This node is dedicated to that tiny terror of Everythingland, thefez.Emperor Mahmud II of the Ottoman Empire wasn't exactly a native son - his mother was Creole, and he much preferred the stately dress of the Europeans to the robes and turbans of his countrymen. So he decreed a change - in headdress. Mahmud preferred the three-corner Colonial cap, but that wouldn't fly in a Muslim land - the corners would bonk on the ground five times daily. But the fez was a brimless hat. Useless against the sun, but quite applicable for deep bows towards Mecca. In 1827, Mahmud declared that all of his subjects shall doff the splendid turban and begin sporting a fez.
It wasn't very popular. People loved their turbans, and law or no law, they weren't going to change. The decree was never really enforced, except in the court of the Emperor, where a European suit and a fez was the required garb.
Slowly, though, the Turks slowly grew to love the fez. In fact, by the beginning of World War I, the fez was a national symbol. Heck, the Germans sent over two battleships for the Ottomans, crewed entirely by fez-wearing Germans. That little token of friendliness stroked the nationalism of the Turks and persuaded them (in part, anyway) to join the German/Austrian side of the battle.
Now, the post-WWI dictator of the new Turkey, Kemal Ataturk, had a problem. He, like Mahmud II before him, much preferred the European mode of dress. He thought he looked quite fetching in a tweed suit and a bowler, and he began to wear this everywhere. This was, at the time, the Turkish equivalent of prancing about 1920's London wearing nothing but leopard print Lycra and pink feather boas. Worse, in fact, because the dress was, to the Turks, a symbol of their old WWI enemies. But, as dictator, Ataturk had the power to make everyone agree with him that, yes, this suit and bowler thing was quite fine. So in 1925, not yet 100 years after the banning of the turban, the fez was banned.
Ataturk paraded around villages to demonstrate how to wear the fine clothes - basically, he put on a traveling fashion show. Instructions on 'How To Wear Hat X' were distributed. But best yet, Ataturk actually stuck to his guns when it came to enforcing the laws. If you are caught with a fez, three months in jail. Up to 15 years for 'anti-hat propaganda'. Fez wearers went underground.
There was many an old Turk at the time went and boxed up their prized fez, bringing it out only at night, crying over the lost glory that they once bore proudly atop their heads. A sad state of affairs.
The laws got a bit worse during a late 1920's Kurdish uprising. Ataturk sent in troops to handle the uprising and to arrest or shoot anyone breaking laws. This included fez wearing. Mass arrests of fez lovers commenced. And a pro-fez riot was planned.
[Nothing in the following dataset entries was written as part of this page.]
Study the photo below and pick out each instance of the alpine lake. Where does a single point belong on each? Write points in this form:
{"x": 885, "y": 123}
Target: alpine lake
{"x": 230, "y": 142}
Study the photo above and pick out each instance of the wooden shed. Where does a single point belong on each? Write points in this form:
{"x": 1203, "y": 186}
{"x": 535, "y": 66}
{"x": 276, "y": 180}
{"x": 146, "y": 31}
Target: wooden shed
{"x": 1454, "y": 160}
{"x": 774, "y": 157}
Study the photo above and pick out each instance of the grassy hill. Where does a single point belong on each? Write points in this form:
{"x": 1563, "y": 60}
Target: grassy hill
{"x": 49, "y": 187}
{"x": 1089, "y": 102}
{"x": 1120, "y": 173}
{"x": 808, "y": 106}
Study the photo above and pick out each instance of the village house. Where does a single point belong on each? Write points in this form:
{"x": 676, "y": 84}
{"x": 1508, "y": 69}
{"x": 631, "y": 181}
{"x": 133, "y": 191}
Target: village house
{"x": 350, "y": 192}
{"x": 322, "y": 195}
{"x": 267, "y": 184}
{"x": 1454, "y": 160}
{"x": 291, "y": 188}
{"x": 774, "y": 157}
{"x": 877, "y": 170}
The planners of the riot weren't exactly professionals. They got large groups ready in three different towns. Each group (up to 60 men each, I think) was to lock themselves in a room for 40 days with only a barrel of dates and a barrel of water. After the 40 days, they would burst forth (figuratively and literally) and, frenzied from 40 days of dates, they would wreak havoc for their beloved headgear. They all locked themselves in on the set day, but they kind of lost track of time. One group broke out early, killed 10 people, and was put down quite harshly. The other two groups were quickly rounded up afterward. 28 executions were ordered.
The law was still in effect in later years - in 1947, 600 men were arrested for fez-wearing.
The law may no longer be enforced nowadays, but the intended effect has happened. If you go to modern-day Turkey, you will be hard-pressed to find one soul proudly displaying his fez for all to see. So goes progress.